Type of model for PubMed article processing

Hi everyone. I am new to NLP systems, but not to machine learning. HuggingFace seemed like a great place to start as I attempt this latest project of mine. For graduate school, I am working on building a system that can take a PubMed article as the input and output all the research questions they asked and the steps they used to complete it. I have been thinking about this for a while, and I think the best system to use would be a summarization transformer, but instead of summarizing the article it would be trained to output the other stuff. I think this would be good, because like a summarization AI, the answer is not written directly in the article, the answer must be extrapolated and recombined. Can anyone offer me some advice on what type of NLP system to use if a summarization one isn’t the best? Or some steps to start solving this problem? I do not have any NLP experience so I really just need some advice on what avenue to start with.

For example:

Mignone, John L., et al. “Neural Stem and Progenitor Cells in Nestin‐Gfp Transgenic Mice.” Wiley Online Library, John Wiley & Sons, Ltd, 12 Jan. 2004, onlinelibrary.wiley.com/doi/10.1002/cne.10964.

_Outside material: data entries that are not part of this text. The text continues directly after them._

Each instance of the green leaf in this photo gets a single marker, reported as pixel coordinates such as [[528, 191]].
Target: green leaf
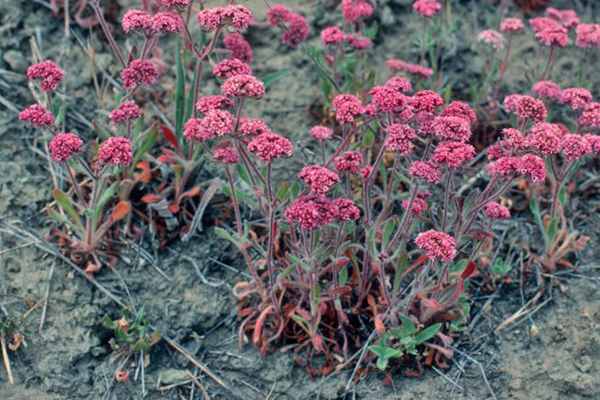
[[273, 77], [427, 333]]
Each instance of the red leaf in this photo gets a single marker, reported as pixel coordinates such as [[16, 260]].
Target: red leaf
[[170, 136]]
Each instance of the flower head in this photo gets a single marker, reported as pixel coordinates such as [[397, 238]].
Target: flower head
[[425, 170], [269, 146], [495, 210], [228, 155], [167, 22], [278, 14], [427, 8], [137, 20], [453, 154], [239, 47], [37, 116], [577, 98], [47, 73], [345, 210], [321, 133], [452, 128], [216, 102], [297, 30], [348, 162], [127, 111], [547, 89], [319, 178], [439, 245], [139, 72], [332, 35], [399, 138], [353, 10], [493, 38], [512, 25], [347, 108], [243, 86], [311, 212], [64, 146], [115, 151]]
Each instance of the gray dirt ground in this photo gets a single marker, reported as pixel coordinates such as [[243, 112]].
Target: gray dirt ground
[[68, 359]]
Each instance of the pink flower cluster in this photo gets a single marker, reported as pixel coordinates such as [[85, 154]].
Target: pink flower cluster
[[319, 178], [64, 146], [269, 146], [354, 10], [239, 17], [348, 162], [115, 151], [37, 116], [127, 111], [439, 245], [216, 102], [239, 47], [427, 8], [139, 72], [243, 86], [47, 74]]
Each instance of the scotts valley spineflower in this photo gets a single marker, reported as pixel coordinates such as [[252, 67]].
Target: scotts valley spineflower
[[321, 133], [547, 90], [412, 69], [137, 20], [345, 210], [530, 108], [243, 86], [347, 108], [228, 155], [167, 22], [115, 151], [231, 67], [37, 116], [239, 47], [588, 35], [426, 101], [493, 38], [399, 84], [47, 74], [269, 146], [439, 245], [319, 178], [239, 17], [253, 127], [215, 102], [574, 146], [278, 14], [64, 146], [577, 98], [453, 154], [332, 35], [458, 109], [127, 111], [427, 8], [512, 25], [591, 115], [139, 72], [425, 170], [452, 128], [297, 30], [495, 210], [311, 212], [399, 138], [348, 162], [354, 10], [387, 99]]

"Neural stem cells generate a wide spectrum of cell types in developing and adult nervous systems. These cells are marked by expression of the intermediate filament nestin. We used the regulatory elements of the nestin gene to generate transgenic mice in which neural stem cells of the embryonic and adult brain are marked by the expression of green fluorescent protein (GFP). We used these animals as a reporter line for studying neural stem and progenitor cells in the developing and adult nervous systems. In these nestin-GFP animals, we found that GFP-positive cells reflect the distribution of nestin-positive cells and accurately mark the neurogenic areas of the adult brain. Nestin-GFP cells can be isolated with high purity by using fluorescent-activated cell sorting and can generate multipotential neurospheres. In the adult brain, nestin-GFP cells are ∼1,400-fold more efficient in generating neurospheres than are GFP-negative cells and, despite their small number, give rise to 70 times more neurospheres than does the GFP-negative population. We characterized the expression of a panel of differentiation markers in GFP-positive cells in the nestin-GFP transgenics and found that these cells can be divided into two groups based on the strength of their GFP signal: GFP-bright cells express glial fibrillary acidic protein (GFAP) but not βIII-tubulin, whereas GFP-dim cells express βIII-tubulin but not GFAP. These two classes of cells represent distinct classes of neuronal precursors in the adult mammalian brain, and may reflect different stages of neuronal differentiation. We also found unusual features of nestin-GFP–positive cells in the subgranular cell layer of the dentate gyrus. Together, our results indicate that GFP-positive cells in our transgenic animals accurately represent neural stem and progenitor cells and suggest that these nestin-GFP–expressing cells encompass the majority of the neural stem cells in the adult brain. J. Comp. Neurol. 469:311–324, 2004. © 2004 Wiley-Liss, Inc.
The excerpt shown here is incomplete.